Conservatives are staggeringly underrepresented among Yale University professors, as evidenced by their donations to political causes in 2025, the Yale Daily News has reported.
In an analysis of fundraising disclosures published on Wednesday, the student newspaper estimated that professors at the Ivy League school made 1,099 donations to federal political campaigns and partisan groups last year.

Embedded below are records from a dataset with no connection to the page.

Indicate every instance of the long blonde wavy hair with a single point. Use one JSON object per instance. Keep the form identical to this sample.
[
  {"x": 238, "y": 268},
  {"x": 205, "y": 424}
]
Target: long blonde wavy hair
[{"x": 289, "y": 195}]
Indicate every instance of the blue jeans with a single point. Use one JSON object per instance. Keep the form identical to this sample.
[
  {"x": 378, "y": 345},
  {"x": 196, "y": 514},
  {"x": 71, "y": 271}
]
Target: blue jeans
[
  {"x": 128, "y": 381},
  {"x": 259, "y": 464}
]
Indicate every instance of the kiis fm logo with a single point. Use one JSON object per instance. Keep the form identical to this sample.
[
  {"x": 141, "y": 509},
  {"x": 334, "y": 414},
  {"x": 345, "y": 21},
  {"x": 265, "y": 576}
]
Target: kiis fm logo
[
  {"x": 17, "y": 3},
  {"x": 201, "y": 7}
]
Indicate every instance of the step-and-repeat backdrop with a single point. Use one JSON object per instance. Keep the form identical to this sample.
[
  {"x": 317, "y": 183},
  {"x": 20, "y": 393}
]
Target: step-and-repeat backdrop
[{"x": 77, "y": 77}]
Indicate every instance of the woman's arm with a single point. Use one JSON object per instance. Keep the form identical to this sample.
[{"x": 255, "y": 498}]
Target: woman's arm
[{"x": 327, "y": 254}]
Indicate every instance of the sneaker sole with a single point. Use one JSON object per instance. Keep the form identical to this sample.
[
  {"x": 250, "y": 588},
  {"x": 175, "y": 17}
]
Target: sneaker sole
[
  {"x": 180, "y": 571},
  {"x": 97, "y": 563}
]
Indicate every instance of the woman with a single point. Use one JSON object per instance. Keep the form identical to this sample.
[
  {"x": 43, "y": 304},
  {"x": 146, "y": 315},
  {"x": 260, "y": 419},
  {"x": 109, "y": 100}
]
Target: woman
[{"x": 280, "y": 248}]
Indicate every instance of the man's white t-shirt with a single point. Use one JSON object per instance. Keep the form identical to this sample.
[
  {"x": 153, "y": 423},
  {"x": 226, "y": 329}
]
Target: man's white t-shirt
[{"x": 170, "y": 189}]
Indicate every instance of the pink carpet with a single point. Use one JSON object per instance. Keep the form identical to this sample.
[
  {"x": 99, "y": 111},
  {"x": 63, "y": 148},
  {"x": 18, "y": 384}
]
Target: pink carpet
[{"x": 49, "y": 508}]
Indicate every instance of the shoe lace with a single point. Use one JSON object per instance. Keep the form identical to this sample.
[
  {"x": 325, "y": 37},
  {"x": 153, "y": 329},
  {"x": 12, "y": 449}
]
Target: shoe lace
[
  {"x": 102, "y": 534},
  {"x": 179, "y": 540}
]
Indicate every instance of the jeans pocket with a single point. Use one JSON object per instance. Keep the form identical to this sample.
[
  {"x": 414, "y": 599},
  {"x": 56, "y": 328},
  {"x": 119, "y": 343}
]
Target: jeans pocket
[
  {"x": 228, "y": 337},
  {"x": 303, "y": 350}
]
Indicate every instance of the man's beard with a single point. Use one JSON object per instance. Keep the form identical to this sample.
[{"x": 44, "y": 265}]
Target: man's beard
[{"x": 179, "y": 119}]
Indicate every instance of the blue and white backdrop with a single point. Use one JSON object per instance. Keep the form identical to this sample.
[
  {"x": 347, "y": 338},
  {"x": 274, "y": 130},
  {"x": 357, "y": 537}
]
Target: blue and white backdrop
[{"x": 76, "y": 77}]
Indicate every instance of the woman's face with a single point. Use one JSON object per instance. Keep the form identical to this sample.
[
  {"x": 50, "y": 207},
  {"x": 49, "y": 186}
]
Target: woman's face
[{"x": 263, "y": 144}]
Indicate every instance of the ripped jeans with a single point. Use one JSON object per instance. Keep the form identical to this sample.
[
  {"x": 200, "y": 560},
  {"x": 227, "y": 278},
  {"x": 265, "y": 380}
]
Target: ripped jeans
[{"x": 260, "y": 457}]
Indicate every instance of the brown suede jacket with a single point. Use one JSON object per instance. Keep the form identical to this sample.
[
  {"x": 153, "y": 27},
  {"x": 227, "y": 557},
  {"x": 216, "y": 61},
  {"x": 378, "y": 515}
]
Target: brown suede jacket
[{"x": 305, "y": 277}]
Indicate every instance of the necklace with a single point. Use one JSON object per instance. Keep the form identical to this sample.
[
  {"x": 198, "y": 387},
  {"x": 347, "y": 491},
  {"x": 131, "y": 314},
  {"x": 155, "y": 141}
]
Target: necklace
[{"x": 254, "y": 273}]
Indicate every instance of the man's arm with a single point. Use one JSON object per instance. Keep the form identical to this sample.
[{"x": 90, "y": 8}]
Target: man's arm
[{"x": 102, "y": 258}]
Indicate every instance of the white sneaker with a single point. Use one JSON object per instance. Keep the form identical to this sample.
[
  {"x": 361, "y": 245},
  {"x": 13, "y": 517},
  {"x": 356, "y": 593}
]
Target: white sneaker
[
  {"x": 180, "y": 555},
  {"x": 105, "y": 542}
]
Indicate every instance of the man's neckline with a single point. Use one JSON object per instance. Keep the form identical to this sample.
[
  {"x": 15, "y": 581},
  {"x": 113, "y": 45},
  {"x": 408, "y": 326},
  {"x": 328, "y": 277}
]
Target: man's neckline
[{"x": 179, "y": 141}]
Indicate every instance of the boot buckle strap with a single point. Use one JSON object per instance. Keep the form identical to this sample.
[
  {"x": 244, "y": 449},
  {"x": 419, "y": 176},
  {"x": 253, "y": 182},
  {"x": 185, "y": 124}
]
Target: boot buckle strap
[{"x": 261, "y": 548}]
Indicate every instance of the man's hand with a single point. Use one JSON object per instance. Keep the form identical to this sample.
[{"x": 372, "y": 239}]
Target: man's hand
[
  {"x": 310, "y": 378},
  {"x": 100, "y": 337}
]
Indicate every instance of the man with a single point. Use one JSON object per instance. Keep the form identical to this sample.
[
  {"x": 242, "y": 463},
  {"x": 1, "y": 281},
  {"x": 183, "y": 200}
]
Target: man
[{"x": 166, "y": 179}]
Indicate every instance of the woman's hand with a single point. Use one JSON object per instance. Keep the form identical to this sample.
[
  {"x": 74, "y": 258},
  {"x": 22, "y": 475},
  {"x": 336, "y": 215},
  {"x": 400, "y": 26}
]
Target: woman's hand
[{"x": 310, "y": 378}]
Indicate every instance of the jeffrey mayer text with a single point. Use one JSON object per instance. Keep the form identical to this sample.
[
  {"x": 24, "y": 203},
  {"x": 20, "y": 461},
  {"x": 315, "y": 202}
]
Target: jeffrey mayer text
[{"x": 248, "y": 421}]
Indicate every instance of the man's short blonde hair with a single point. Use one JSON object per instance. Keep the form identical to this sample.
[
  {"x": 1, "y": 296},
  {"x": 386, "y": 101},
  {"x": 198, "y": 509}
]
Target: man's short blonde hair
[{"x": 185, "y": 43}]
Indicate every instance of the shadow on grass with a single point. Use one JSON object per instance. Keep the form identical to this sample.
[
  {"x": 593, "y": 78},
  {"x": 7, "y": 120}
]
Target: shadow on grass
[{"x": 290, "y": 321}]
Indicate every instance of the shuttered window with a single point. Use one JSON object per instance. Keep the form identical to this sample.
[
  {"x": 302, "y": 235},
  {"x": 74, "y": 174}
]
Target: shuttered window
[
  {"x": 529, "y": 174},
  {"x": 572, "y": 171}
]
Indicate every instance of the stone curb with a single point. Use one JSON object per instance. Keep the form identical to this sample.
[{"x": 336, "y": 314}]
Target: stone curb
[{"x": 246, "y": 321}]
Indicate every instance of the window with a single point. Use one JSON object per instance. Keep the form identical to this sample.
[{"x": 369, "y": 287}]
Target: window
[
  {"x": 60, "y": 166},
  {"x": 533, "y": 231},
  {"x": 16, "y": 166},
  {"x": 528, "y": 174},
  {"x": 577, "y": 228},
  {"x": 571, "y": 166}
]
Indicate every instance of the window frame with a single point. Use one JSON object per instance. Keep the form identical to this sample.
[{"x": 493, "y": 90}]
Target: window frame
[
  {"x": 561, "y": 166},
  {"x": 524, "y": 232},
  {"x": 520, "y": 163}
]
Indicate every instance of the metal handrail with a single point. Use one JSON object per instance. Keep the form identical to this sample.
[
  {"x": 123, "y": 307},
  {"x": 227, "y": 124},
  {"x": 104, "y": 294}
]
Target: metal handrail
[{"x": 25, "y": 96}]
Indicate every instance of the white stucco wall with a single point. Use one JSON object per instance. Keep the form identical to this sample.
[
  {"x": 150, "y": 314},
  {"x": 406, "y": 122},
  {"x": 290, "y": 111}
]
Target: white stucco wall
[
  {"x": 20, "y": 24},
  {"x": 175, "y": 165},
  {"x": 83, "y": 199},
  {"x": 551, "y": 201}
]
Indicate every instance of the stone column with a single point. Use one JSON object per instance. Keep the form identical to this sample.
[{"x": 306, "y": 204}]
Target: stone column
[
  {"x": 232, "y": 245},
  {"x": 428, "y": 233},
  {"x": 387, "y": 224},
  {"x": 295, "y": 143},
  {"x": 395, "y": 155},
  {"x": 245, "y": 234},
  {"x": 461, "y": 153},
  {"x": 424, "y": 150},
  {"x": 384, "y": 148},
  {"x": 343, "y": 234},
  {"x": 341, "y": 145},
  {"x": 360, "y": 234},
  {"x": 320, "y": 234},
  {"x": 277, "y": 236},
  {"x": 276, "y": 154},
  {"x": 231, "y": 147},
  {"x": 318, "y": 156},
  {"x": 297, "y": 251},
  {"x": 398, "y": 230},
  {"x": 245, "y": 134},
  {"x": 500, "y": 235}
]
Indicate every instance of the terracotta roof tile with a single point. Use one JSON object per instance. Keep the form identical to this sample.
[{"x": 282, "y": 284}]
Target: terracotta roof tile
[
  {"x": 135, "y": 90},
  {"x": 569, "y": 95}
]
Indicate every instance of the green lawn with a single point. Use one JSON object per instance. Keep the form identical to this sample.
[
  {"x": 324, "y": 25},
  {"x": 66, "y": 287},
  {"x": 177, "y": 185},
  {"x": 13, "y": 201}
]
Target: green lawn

Of those, not a single recipient represented the Republican Party, according to the outlet.
“97.6 percent of the donations went to Democrats, while the remaining 2.4 percent went to independent candidates or groups,” the Yale Daily News reported.
Speaking to the outlet, Carlos Eire, a history and religious studies professor who calls himself a “conservative in the traditional mold,” lamented that “there is very, very, very little intellectual diversity at Yale and at most institutions of higher learning when it comes to politics.”
Yale College Dean Pericles Lewis, by contrast, dismissed concerns over the apparent political imbalance among professors, arguing that most of them teach subjects in which political views are largely irrelevant.
In December 2025, the Buckley Institute, an independent nonprofit organization, issued a report according to which 82.3% of 1,666 examined Yale faculty members were either registered Democrats or primarily supported Democratic candidates.
Tesla and SpaceX CEO Elon Musk, who also temporarily served in the administration of US President Donald Trump last year, expressed dismay in a post on X.
“Literally zero Republicans in 30 Yale departments when half the country is Republican is truly outrageous bigotry!,” the entrepreneur wrote.
Since returning to the Oval Office last January, Trump has confronted multiple higher education institutions, accusing them of failing to address anti-Semitism on campus, as well as of refusing to dismantle diversity, equity, and inclusion (DEI) programs.
Last year, his administration placed over 60 universities under scrutiny and suspended federal funding to several Ivy League schools, including Harvard, Columbia, the University of Pennsylvania, Brown, Princeton, and Cornell.